I am writing a macro that takes a declaration as its single argument. Is it possible to deduce the type of the declaration inside the macro without splitting up the single argument into separate type and identifier arguments?
#define M(declaration) \
declaration; \
static_assert(sizeof(/* deduce type of 'declaration' */) == 4, "!")
M(int i);
M(double d{3.14});
M(std::string s{"Hello, world!"});
The following implementation would work but it feels less user-friendly (imo):
#define M(type, identifier) \
type identifier; \
static_assert(sizeof(type) == 4, "!")
M(int, i);
M(double, d{3.14});
M(std::string, s{"Hello, world!"});
If possible, I would prefer to take the declaration as a single argument.
Related question: Macro to get the type of an expression; but I failed to get that code to work in my example (compiler error: expected nested-name-specifier).

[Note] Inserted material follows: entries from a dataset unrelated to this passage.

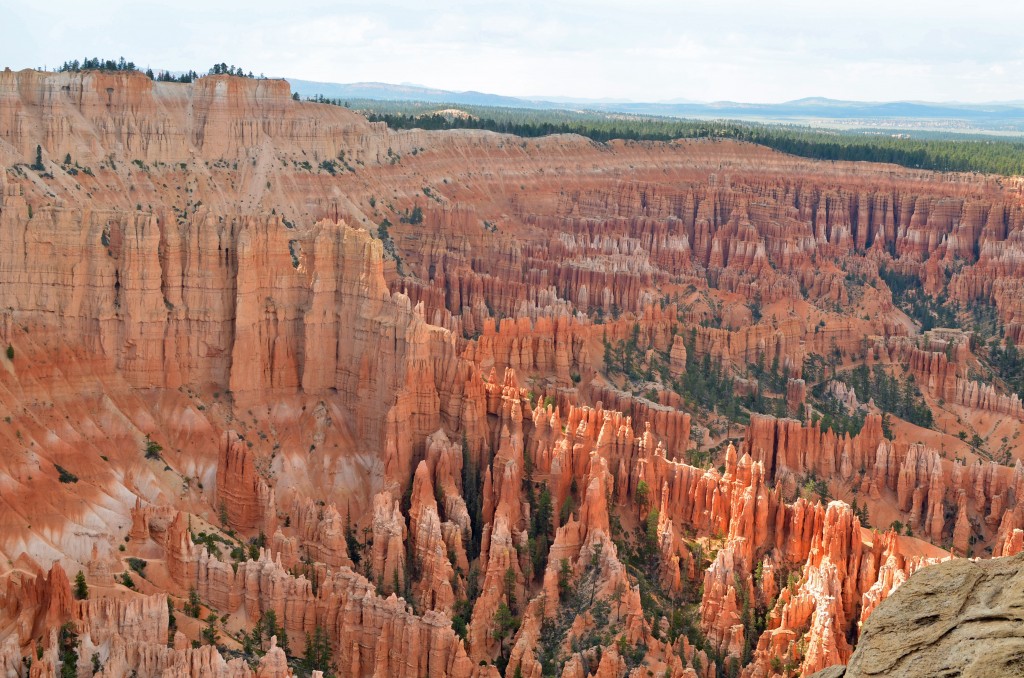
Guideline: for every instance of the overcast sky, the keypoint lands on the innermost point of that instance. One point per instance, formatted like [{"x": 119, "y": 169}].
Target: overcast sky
[{"x": 645, "y": 50}]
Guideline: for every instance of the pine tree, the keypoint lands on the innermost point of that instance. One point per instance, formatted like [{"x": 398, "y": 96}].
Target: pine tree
[{"x": 81, "y": 588}]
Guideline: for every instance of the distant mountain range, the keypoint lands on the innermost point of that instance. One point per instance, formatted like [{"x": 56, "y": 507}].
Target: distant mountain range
[{"x": 1007, "y": 116}]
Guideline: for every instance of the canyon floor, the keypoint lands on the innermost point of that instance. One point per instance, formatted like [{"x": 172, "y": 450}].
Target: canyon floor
[{"x": 286, "y": 391}]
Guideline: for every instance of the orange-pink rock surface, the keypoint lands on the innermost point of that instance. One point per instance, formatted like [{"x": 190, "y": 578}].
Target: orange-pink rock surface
[{"x": 467, "y": 447}]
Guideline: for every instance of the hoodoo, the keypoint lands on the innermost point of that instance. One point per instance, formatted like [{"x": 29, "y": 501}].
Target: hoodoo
[{"x": 287, "y": 391}]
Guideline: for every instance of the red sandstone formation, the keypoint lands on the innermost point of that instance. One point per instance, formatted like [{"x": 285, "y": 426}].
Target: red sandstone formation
[{"x": 357, "y": 423}]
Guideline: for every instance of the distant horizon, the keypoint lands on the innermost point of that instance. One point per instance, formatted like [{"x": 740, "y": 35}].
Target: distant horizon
[{"x": 646, "y": 50}]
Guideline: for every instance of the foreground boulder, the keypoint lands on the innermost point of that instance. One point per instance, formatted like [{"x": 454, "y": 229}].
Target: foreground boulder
[{"x": 955, "y": 619}]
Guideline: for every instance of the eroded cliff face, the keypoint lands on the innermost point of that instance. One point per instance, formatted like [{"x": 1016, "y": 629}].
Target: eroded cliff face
[{"x": 487, "y": 443}]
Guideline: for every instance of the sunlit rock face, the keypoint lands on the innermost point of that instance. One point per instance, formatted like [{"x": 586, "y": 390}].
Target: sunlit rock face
[{"x": 251, "y": 399}]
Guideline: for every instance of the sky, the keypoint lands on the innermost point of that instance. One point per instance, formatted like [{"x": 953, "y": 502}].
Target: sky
[{"x": 642, "y": 50}]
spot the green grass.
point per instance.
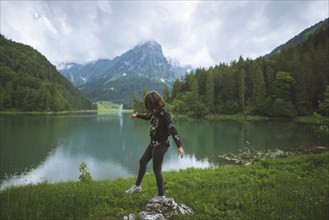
(288, 188)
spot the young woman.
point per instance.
(161, 128)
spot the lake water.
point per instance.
(51, 147)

If your static assertion message is really that simple "!"1, I suggest you ditch the preprocessor. Make the type system work for you instead:
namespace detail {
template<typename T>
struct check_declared_type {
using type = T;
static_assert(sizeof(type) == 4, "!");
};
}
template<typename T>
using M = typename detail::check_declared_type<T>::type;
// .. Later
int main() {
M<int> i;
M<double> d{3.14};
M<std::string> s{"Hello, world!"};
}
1 - Specifically, if you don't need the preprocessor to stringify anything for you.